South Africa: Courts to Decide Whether Pharmacists Can Start HIV Medicines Without a Doctor’s Script

In August 2021, the South African Pharmacy Council (SAPC) published legislation in the Government Gazette to enable pharmacists to prescribe and dispense antiretroviral medicines (ART) for the treatment and prevention of HIV. The initiative, known as Pharmacist-Initiated Management of ART, or PIMART, aims to address the low rates of uptake of ART prophylactic treatment in South Africa and close the gap between the numbers of people diagnosed with HIV and those initiated onto treatment. (At the time Spotlight reported on PIMART here.)
Yet, almost two years after the legislation was published, pharmacists remain unable to initiate ART in South Africa. This is because a legal challenge has been brought against the PIMART legislation and its introduction by the Independent Practitioners Association (IPA) Foundation.
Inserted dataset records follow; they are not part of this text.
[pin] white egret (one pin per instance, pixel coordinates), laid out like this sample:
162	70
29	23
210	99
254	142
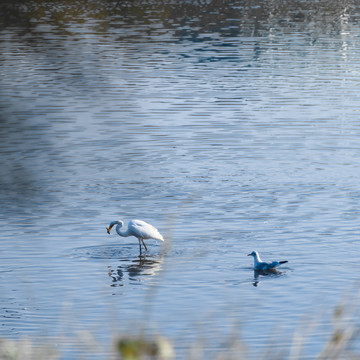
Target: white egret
138	228
262	265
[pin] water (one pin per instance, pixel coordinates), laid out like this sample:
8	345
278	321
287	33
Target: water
229	127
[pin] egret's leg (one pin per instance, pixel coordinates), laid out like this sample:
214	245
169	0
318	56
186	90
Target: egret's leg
142	240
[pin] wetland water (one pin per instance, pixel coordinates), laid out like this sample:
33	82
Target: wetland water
230	126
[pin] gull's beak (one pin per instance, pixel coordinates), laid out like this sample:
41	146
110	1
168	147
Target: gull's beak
108	229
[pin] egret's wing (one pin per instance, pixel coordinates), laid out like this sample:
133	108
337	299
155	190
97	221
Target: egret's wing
146	231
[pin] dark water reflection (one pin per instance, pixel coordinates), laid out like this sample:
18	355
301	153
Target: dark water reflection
228	125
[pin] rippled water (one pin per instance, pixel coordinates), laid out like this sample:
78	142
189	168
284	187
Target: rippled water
231	127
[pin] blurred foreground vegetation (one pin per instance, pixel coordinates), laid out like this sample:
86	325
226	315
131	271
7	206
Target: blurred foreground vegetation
343	343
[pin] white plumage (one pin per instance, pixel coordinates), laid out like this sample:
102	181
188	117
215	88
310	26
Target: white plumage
262	265
138	228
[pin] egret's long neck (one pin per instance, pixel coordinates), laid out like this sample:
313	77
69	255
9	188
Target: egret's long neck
257	258
122	232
The SAPC wrote in the December 2022 issue of its online Pharmaciae publication, “All processes relating to Pharmacist-Initiated Management of Antiretroviral Therapy (PIMART) are currently on hold, pending the outcomes of a court case.”
The IPA Foundation, which represents a group of private GPs in South Africa, filed a Notice of Motion with the Gauteng Division of the High Court in February 2022, requesting that the court stops the implementation of PIMART by setting aside the SAPC’s decision to implement PIMART and the legislation (Board Notice 101 of 2021) providing for its implementation.
The case brought by the IPA Foundation challenges the SAPC’s legislative mandate to implement PIMART, the need for PIMART, and the adequacy of the reasons put forward by the SAPC for the intervention. The IPA Foundation also asserts that the procedures by which the SAPC engaged stakeholders on PIMART’s legislation did not meet legally required standards. Finally, the IPA Foundation claims that pharmacists do not have the required expertise to initiate ART and that PIMART’s implementation will endanger patients.
In response to the arguments put forward by the IPA Foundation, the SAPC has filed a responding affidavit with the courts rejecting the IPA Foundation’s claims. The SAPC’s affidavit outlines the legislative powers held by SAPC, the need and reasons for PIMART, and the competency of pharmacists to initiate ART with supplementary training that is required under the PIMART programme. The SAPC further provides detail in its affidavit on the stakeholder engagements that were undertaken in designing PIMART’s legislation and supplementary training curriculum and argues that its procedures met all legal requirements for stakeholder engagement.
The hearing is scheduled to take place in the Gauteng Division of the High Court on Tuesday 23 May. The court’s ruling in this case is likely to have broad ramifications for how HIV treatment and prevention services are provided in South Africa.